The call below will write a test file to numpy. We just write one in this case as we keep it constant during training. Write as many as you want for your application
testfilename = as.character(trainTestFileNames[1,grep("test",colnames(trainTestFileNames))])
gg = generateDiskPointAndSegmentationData(
inputImageList = ilist,
pointsetList = plist,
selector = !isTrain,
smoothHeatMaps = 3.0,
maskIndex = 2,
transformType = "scaleShear",
noiseParameters = c(0, 0.05),
sdSimulatedBiasField = 0.01,
sdHistogramWarping = 0.01,
sdAffine = 0.1, # limited
numpynames = testfilename,
numberOfSimulations = 8
)
# visualize example augmented images
layout( matrix(1:8,nrow=2))
for ( k in 1:8 ) {
temp = as.antsImage( gg[[1]][k,,,1] )
plot( temp )
}
We would typically run something like the code below in a continuous loop on a CPU thread separate from the GPU training loop. In practice, you may keep the parameters the same across train and test or set minimal augmentation parameters for test data.
while( TRUE ) {
for ( k in 1:nFiles ) {
trnfilename = as.character(trainTestFileNames[k,grep("train",colnames(trainTestFileNames))])
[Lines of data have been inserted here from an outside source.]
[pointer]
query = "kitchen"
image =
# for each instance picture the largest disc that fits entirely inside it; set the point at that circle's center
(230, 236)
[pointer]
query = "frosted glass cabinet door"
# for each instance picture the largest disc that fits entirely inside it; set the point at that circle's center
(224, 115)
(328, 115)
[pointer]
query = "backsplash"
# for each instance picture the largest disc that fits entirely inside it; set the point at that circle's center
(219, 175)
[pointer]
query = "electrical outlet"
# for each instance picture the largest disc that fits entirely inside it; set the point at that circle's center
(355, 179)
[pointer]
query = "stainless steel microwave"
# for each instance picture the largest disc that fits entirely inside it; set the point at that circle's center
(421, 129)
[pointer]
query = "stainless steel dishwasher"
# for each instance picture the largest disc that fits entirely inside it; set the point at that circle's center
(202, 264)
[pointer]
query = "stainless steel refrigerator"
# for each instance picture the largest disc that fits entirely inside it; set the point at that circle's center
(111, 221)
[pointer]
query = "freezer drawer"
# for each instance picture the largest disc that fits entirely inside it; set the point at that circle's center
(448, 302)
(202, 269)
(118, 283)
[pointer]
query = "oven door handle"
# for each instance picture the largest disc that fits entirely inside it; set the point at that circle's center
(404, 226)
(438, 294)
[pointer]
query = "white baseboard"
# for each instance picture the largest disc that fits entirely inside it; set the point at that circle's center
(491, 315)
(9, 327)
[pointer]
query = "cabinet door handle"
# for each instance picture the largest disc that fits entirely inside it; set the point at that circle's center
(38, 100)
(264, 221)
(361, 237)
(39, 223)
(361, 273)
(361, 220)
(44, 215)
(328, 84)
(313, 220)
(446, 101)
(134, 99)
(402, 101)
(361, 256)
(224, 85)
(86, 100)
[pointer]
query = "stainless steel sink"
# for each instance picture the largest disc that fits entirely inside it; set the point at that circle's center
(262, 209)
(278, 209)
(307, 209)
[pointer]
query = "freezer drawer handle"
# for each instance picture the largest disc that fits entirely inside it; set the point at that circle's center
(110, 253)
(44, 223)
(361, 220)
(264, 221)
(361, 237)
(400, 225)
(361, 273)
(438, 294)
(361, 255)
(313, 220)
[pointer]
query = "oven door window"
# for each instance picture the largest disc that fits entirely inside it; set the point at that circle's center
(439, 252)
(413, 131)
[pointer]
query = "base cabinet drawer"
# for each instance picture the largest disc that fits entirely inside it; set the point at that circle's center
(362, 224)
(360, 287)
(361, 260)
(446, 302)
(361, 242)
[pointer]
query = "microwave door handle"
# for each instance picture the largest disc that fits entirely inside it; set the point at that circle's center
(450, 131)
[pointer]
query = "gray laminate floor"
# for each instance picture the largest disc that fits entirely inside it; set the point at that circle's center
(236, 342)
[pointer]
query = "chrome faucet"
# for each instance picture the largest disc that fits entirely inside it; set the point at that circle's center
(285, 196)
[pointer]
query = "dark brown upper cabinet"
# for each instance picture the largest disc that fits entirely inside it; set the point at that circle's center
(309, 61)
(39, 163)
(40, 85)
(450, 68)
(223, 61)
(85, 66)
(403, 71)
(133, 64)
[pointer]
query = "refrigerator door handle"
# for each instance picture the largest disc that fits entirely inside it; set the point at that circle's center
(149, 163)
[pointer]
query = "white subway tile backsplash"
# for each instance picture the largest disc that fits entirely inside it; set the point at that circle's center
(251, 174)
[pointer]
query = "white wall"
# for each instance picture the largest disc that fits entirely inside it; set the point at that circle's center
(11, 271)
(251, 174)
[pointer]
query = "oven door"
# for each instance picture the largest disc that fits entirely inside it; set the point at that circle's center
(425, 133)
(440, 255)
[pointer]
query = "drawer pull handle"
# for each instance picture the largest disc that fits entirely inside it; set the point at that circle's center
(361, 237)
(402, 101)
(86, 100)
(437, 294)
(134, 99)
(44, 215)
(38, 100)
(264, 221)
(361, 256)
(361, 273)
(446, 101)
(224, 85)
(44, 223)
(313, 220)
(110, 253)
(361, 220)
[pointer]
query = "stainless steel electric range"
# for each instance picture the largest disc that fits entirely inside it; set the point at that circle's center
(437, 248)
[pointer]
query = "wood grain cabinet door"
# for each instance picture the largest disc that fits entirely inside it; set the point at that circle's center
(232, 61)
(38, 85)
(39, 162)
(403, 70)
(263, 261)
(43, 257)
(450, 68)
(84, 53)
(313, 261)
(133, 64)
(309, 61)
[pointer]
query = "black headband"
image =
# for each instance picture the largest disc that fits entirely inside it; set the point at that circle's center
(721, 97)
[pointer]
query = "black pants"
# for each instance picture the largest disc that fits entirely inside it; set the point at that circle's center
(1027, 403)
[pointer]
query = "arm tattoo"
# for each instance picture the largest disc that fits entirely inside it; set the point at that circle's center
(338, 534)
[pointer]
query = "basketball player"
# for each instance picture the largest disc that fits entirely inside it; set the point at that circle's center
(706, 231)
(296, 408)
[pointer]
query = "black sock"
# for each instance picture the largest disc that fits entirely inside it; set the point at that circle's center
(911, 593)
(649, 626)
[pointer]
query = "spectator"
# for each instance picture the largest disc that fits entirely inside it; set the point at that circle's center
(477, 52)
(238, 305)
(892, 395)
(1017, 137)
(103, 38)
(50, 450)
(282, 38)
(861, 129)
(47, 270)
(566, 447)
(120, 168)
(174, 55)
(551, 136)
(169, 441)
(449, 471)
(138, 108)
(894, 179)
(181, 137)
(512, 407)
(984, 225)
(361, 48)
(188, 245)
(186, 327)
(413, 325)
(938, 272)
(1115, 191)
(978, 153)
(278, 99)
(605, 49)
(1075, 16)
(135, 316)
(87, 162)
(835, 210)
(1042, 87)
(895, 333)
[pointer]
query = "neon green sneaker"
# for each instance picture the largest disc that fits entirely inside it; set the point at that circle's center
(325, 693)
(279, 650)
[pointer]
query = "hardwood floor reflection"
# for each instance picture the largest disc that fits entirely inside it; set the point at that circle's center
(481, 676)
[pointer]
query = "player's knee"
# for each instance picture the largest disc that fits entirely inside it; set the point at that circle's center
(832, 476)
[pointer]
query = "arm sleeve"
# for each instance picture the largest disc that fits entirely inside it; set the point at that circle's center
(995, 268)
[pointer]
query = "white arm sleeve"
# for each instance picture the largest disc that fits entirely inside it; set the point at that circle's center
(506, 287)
print( paste(k, trnfilename[1] ) )
gg = generateDiskPointAndSegmentationData(
inputImageList = ilist,
pointsetList = plist,
selector = isTrain,
smoothHeatMaps = 3.0,
maskIndex = 2,
transformType = "scaleShear",
noiseParameters = c(0, 0.05),
sdSimulatedBiasField = 0.01,
sdHistogramWarping = 0.01,
sdAffine = 0.1,
numpynames = trnfilename,
numberOfSimulations = 64
)
}
}
Getting the above steps correct is very critical to successful training. This package currently hides some of that complexity for basic segmentation and landmark prediction. However, it is always possible to make mistakes if the training decisions are inconsistent with the underlying theory. A forthcoming publication will explain the theory associated with this package.